A Survey Finds Speech Restrictions Are Pretty Popular - pseudolus
https://reason.com/2019/10/25/a-survey-finds-speech-restrictions-are-pretty-popular-thats-why-we-need-the-first-amendment/
======
eesmith
Key point:

> We have no data for prior years from this poll, which was conducted by
> CARAVAN Surveys in early September with a sample of about 1,000 adults. It
> is therefore hard to say, based on these results, whether Americans are
> actually "rethinking" their support for freedom of speech or simply
> expressing the qualms they've always had.

We know, without shadow of a doubt, that some speech was prohibited 100 years
ago, even with the First Amendment.

These include the Comstock Act, which prohibited the use of the U.S. postal
system to send items which were obscene, contraceptives, abortifacients, sex
toys, as well as information about those items.

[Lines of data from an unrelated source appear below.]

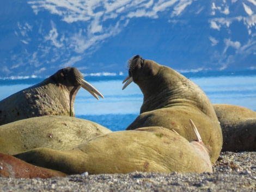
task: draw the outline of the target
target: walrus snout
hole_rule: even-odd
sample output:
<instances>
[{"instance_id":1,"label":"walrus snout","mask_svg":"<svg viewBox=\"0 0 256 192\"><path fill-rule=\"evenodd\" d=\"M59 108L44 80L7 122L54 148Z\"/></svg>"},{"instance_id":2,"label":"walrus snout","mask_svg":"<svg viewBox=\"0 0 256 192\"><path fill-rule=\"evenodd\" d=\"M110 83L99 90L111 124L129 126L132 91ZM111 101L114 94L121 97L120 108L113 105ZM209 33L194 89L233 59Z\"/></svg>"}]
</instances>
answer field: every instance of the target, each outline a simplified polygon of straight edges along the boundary
<instances>
[{"instance_id":1,"label":"walrus snout","mask_svg":"<svg viewBox=\"0 0 256 192\"><path fill-rule=\"evenodd\" d=\"M56 82L67 86L73 88L81 86L98 100L97 95L104 98L100 91L84 79L83 75L76 67L68 67L62 69L52 77Z\"/></svg>"}]
</instances>

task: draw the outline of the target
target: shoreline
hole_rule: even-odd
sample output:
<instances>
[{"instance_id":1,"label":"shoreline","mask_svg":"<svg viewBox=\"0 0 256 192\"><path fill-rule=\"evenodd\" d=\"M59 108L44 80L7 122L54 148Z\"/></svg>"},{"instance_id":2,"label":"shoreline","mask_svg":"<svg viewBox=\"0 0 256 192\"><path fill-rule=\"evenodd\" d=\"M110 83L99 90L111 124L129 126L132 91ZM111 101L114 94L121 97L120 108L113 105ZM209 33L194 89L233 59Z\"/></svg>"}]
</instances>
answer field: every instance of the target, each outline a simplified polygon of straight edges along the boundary
<instances>
[{"instance_id":1,"label":"shoreline","mask_svg":"<svg viewBox=\"0 0 256 192\"><path fill-rule=\"evenodd\" d=\"M70 175L48 179L0 178L1 191L253 191L256 152L222 152L214 173Z\"/></svg>"}]
</instances>

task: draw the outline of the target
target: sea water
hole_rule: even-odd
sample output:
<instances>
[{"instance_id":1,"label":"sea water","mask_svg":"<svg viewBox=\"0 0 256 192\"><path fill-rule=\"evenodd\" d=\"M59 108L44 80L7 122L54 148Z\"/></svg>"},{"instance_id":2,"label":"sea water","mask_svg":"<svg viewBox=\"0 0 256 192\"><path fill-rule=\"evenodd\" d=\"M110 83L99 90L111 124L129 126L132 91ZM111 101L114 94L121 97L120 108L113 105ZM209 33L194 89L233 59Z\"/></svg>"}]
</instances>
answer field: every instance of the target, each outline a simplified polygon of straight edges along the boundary
<instances>
[{"instance_id":1,"label":"sea water","mask_svg":"<svg viewBox=\"0 0 256 192\"><path fill-rule=\"evenodd\" d=\"M256 110L256 70L183 72L206 93L212 103L236 104ZM83 89L75 101L76 117L101 124L112 131L124 130L139 115L143 94L134 83L122 90L125 75L99 73L84 78L104 96L97 100ZM0 100L43 78L0 79Z\"/></svg>"}]
</instances>

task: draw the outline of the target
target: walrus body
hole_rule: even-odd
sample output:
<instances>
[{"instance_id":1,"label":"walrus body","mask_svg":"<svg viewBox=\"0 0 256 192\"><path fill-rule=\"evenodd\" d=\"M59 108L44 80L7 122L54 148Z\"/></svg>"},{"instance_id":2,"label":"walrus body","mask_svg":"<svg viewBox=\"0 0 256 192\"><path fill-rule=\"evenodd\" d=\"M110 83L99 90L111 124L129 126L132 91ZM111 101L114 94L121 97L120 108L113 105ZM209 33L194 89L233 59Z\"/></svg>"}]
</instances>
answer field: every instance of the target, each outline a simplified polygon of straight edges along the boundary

While these were overturned, they express a widespread belief that speech
restrictions were needed.

Ditto for the horrid Espionage Act of 1917, including rulings like Schenck v.
United States.

I imagine that large parts of the population in the 1950s would be for speech
prohibitions on communism and socialism.

------
raxxorrax
Some forms of wisdom seem to have a half-life. Those relating to freedom are
especially under threat.

That said, this was a poll and hopefully not representative.